Em conferência de imprensa, o líder do Chega anunciou que o partido vai propor “uma suspensão da entrada de pedidos de asilo na Europa, oriundos do Médio Oriente”, nomeadamente do Irão, Líbano, Síria e Iraque, por forma a evitar uma nova “crise migratória” na sequência do ataque militar contra o Irão.
André Ventura justificou que estas zonas estão “altamente destabilizadas novamente e foram precisamente estes países que provocaram a crise migratória de 2014 e de 2015, que ainda hoje está a ser paga com larga extensão por não ter havido nenhum controlo” e defendeu que “a Europa não aguentará sem movimentos políticos sistémicos outra vaga de refugiados deste tipo”.
De acordo com o deputado, o Chega vai apresentar esta proposta na Assembleia da República, ao mesmo tempo que o grupo europeu dos Patriotas pela Europa vai avançar no Parlamento Europeu.
Primeiro, André Ventura disse que a proposta visa que a medida esteja em vigor durante seis meses mas, mais à frente, admitiu que possa prolongar-se “o tempo necessário enquanto a zona estiver instabilizada”.
E admitiu excepções: “Casos absolutamente incontornáveis de situação humanitária, como mulheres perseguidas pelos regimes ou de opositores políticos que fogem da perseguição política”.
Antecipando um aumento do preço dos combustíveis e da inflação, o Chega vai propor também que seja reintroduzido, “no final desde mês”, o “mecanismo temporário de redução do imposto sobre os produtos petrolíferos”, adotado na sequência da guerra na Ucrânia.
Ventura defendeu que o desconto no Imposto sobre Produtos Petrolíferos seja utilizado para “conter os custos no contribuinte do aumento dos preços do petróleo”.

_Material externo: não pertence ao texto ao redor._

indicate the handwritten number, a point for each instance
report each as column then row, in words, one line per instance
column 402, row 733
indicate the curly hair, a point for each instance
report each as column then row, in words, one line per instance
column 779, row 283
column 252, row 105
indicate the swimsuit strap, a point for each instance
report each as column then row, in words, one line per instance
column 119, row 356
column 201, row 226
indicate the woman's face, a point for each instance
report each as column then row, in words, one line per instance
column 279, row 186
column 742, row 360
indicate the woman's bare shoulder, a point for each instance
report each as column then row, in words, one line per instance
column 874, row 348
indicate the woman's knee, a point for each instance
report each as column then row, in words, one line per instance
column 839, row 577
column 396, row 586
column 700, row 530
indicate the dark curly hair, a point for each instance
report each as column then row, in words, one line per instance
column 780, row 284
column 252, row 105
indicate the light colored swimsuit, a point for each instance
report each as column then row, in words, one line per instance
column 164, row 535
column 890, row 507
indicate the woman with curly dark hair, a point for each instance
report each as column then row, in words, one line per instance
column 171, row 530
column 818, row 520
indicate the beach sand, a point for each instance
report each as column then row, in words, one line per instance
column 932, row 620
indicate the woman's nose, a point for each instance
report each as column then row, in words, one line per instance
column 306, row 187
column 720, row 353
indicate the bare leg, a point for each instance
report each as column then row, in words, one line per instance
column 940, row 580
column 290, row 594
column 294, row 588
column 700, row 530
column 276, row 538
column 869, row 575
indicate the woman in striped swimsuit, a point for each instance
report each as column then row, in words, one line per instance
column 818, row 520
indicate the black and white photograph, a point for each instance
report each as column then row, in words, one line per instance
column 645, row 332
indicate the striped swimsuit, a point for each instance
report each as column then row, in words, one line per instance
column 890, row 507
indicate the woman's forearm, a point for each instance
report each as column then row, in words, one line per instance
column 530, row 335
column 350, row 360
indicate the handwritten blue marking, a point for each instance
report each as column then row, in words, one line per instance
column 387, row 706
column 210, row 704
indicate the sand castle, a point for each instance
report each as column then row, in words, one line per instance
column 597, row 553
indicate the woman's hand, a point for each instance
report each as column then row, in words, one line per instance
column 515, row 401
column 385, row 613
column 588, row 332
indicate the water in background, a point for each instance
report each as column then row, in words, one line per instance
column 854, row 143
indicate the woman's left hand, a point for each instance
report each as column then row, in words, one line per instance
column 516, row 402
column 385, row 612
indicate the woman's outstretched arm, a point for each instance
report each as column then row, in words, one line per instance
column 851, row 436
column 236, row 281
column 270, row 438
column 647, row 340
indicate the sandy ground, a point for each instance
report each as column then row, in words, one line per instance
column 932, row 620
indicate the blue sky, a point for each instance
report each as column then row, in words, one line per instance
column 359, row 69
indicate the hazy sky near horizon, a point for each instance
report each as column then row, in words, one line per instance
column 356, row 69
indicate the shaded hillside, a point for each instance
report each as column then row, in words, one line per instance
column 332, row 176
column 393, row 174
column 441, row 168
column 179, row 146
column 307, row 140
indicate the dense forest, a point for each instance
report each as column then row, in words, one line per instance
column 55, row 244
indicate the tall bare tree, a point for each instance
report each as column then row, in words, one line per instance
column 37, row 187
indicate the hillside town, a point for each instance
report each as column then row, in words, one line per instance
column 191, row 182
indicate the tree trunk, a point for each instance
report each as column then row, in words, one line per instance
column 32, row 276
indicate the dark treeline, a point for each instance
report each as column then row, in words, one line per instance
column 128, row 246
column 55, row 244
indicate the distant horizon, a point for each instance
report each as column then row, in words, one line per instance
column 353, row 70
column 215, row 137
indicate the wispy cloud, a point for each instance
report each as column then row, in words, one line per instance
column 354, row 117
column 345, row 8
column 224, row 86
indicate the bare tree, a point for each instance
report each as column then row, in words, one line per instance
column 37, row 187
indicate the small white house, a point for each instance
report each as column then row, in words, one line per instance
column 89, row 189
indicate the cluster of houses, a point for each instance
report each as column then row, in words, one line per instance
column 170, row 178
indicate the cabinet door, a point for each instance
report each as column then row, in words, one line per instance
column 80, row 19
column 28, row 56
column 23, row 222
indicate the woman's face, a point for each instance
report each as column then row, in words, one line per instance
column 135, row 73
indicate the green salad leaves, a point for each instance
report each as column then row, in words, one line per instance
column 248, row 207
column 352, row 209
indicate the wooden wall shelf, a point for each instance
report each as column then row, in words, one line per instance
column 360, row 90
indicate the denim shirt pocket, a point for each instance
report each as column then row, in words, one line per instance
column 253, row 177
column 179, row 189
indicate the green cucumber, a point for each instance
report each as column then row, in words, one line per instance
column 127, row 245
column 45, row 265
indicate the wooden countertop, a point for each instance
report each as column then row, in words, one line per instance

Esta medida teria “carácter excepcional e transitório” e “um mecanismo automático de reversão quando os preços se estabilizarem, assegurando a transparência quanto ao seu impacto orçamental”, e seria “indexada a um referencial objetivo de preços internacionais”, explicou.
O Chega quer também que os alimentos essenciais voltem a estar isentos de IVA.